These studies provide clear evidence that Th17 cytokines are critical for protection against a variety of extracellular bacteria and are perfectly poised to control infection either by recruitment of protective cells or induction of anti-microbials during the early immune responses at mucosal sites. However, the Th17 response in some cases can also be a double-edged sword and the balance between protection and pathology may define the outcome of the infection. For example, whooping cough caused by B.pertusis, a gram negative extracellular bacterial infection in the respiratory tract results in persistent cough as one of the hallmarks of the clinical disease. Accumulating evidence suggests that the B.pertusis infection may bias the host response towards the production of Th17 cytokines 35,45 by preferentially inhibiting IL-12 and inducing IL-2345. B.pertusis causes severe respiratory pathology including bronchiectasis while B.parapertusis causes less severe disease pathology71. Interestingly, B.pertusis lipooligosacharide induces potent production of IL-23, IL-1β and IL-6 from DCs and drives a more robust differentiation of naïve CD4 T cells to Th17 cells when compared to DCs activated with LPS from B.parapertusis45. The current emerging hypothesis is that the host bias towards Th17 results following B.pertusis infection results in inflammation and destruction of the airways leading to bronchiectasis and causes persistent cough. This hypothesis is further supported by another cause of bronchiectasis, cystic fibrosis which is highly associated with bronchiectasis due to chronic biofilm infection with P. aeruginosa and elevated IL-17 and IL-22 responses in draining lung lymph node cells65. These disease models may serve as an example for the role of IL-17 in mediating pathology while conferring protection against extracellular bacterial infections in the respiratory mucosa. Another fine example of how a protective Th17 response may culminate in a pathogenic inflammatory response is evident in H.pylori infections in the gut mucosa. H.pyroli is a gram negative bacteria that colonizes the gastric mucosa and induces an inflammatory infiltration of neutrophils associated with robust IL-17 production by CD4 and CD8 T cells72,73. These data suggests that IL-23/IL-17 pathway play a crucial role in defining the ongoing gastric inflammation in H pylori-infected patients.

While a clear protective role for Th17 cytokines in extracellular bacterial infections is emerging, Th17 effector cytokines appear to be dispensable for protection against most studied intracellular bacterial infections at the mucosal sites.
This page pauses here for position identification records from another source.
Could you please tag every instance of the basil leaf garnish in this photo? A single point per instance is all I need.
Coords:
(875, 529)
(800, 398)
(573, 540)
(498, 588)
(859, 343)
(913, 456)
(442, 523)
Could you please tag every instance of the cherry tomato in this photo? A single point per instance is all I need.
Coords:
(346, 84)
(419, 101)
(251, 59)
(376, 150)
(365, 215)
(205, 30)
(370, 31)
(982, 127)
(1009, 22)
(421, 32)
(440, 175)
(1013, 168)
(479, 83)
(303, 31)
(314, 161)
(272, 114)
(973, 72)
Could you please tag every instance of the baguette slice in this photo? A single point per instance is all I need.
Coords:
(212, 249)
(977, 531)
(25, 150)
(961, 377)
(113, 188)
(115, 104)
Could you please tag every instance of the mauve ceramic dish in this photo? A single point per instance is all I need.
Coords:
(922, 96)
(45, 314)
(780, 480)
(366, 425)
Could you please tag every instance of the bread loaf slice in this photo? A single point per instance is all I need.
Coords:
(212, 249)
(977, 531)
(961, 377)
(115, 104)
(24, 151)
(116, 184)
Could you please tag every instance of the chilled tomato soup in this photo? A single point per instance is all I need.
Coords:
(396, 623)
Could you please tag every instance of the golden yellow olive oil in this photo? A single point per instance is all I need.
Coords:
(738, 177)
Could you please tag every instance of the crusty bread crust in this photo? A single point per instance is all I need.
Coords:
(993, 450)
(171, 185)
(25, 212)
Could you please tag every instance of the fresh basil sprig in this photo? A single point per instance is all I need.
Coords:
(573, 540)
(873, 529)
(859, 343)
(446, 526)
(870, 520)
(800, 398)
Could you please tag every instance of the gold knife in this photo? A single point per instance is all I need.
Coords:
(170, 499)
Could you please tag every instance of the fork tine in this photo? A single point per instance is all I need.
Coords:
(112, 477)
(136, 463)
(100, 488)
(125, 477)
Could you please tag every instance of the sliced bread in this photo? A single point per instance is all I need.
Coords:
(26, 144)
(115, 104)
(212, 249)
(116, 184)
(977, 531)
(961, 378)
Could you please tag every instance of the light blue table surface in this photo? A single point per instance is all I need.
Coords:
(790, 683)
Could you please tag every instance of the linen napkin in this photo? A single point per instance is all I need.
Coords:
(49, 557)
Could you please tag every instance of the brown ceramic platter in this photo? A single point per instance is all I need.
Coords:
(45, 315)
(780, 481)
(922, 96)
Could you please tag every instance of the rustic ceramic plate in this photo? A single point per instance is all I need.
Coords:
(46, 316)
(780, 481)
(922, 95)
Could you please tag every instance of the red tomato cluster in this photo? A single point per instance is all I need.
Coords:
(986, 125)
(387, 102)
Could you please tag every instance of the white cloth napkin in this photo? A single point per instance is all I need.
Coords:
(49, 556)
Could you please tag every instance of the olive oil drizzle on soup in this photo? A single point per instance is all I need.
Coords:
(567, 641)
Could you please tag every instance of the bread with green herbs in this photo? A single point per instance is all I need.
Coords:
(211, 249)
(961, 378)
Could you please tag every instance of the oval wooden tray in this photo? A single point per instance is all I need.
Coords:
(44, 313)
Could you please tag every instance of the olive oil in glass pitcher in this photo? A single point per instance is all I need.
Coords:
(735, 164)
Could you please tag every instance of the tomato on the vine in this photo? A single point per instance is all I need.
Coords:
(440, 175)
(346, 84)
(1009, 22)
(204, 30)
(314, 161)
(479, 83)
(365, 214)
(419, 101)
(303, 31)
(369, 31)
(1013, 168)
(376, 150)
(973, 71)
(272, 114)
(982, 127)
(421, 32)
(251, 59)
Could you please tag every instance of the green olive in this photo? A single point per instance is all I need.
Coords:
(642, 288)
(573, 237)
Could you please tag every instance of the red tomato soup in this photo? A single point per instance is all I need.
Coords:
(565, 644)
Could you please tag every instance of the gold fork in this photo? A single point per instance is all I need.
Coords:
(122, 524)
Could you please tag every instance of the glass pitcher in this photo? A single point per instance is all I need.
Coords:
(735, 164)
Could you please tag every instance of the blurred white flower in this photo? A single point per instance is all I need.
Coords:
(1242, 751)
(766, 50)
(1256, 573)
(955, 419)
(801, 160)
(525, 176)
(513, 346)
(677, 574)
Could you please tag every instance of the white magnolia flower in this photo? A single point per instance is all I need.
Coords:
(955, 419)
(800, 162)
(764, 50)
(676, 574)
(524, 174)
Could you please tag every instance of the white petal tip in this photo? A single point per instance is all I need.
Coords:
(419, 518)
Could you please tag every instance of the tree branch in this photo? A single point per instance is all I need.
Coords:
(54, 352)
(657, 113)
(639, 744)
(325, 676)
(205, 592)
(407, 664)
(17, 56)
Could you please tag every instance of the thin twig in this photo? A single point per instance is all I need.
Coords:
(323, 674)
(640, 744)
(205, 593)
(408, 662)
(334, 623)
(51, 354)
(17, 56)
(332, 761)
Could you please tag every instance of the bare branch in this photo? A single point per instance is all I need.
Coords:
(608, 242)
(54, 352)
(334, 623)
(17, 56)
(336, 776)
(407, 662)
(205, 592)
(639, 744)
The absence of the IL-23/IL-17 axis impacts the formation of granulomas 51 and inflammation following mycobacterial pulmonary infection41. However, IL-23KO mice and IL-17RKO mice are not more susceptible than wild type control mice to M.tuberculosis41,65 and M.bovis BCG pulmonary infections51. Interestingly, pulmonary but not intradermal route of infection with a intracellular bacteria F.tularensis LVS, induces Th17 cells and inhibits Th1 cell generation36. However, whether IL-17 is required for protection against F. tularensis respiratory infection is not known. These studies implicate that the host Th17 effector cytokines have evolved as protective immune mechanisms against extracellular bacteria and are dispensable for primary protection against most intracellular pathogens that require a Th1 pathway for protection.

In contrast, intracellular pathogens that may require both CD4 Th1 cells and neutrophils for protection at mucosal sites may be dependent on IL-23/IL-17 axis for pathogen control (Figure 1). For example, the induction of IL-17 and IL-17F production following acute Mycoplasma pneumonia pulmonary infection is IL-23-dependent and contributes to neutrophil recruitment and mediates protection against the infection74. Also, infection with Salmonella typhimurium, which can exist as an intracellular pathogen, results in induction of IL-17 and IL-22 in the ileal mucosa and the absence of IL-17R signaling results in increased translocation of the bacteria to the mesenteric lymph nodes, reduced induction of chemokines, anti-microbials and reduced neutrophilic recruitment to the ileal mucosa75. These studies show that IL-17 may be critical for the full induction of immune responses that lead to neutrophil influx and contribute to control of bacteria in some intracellular infections.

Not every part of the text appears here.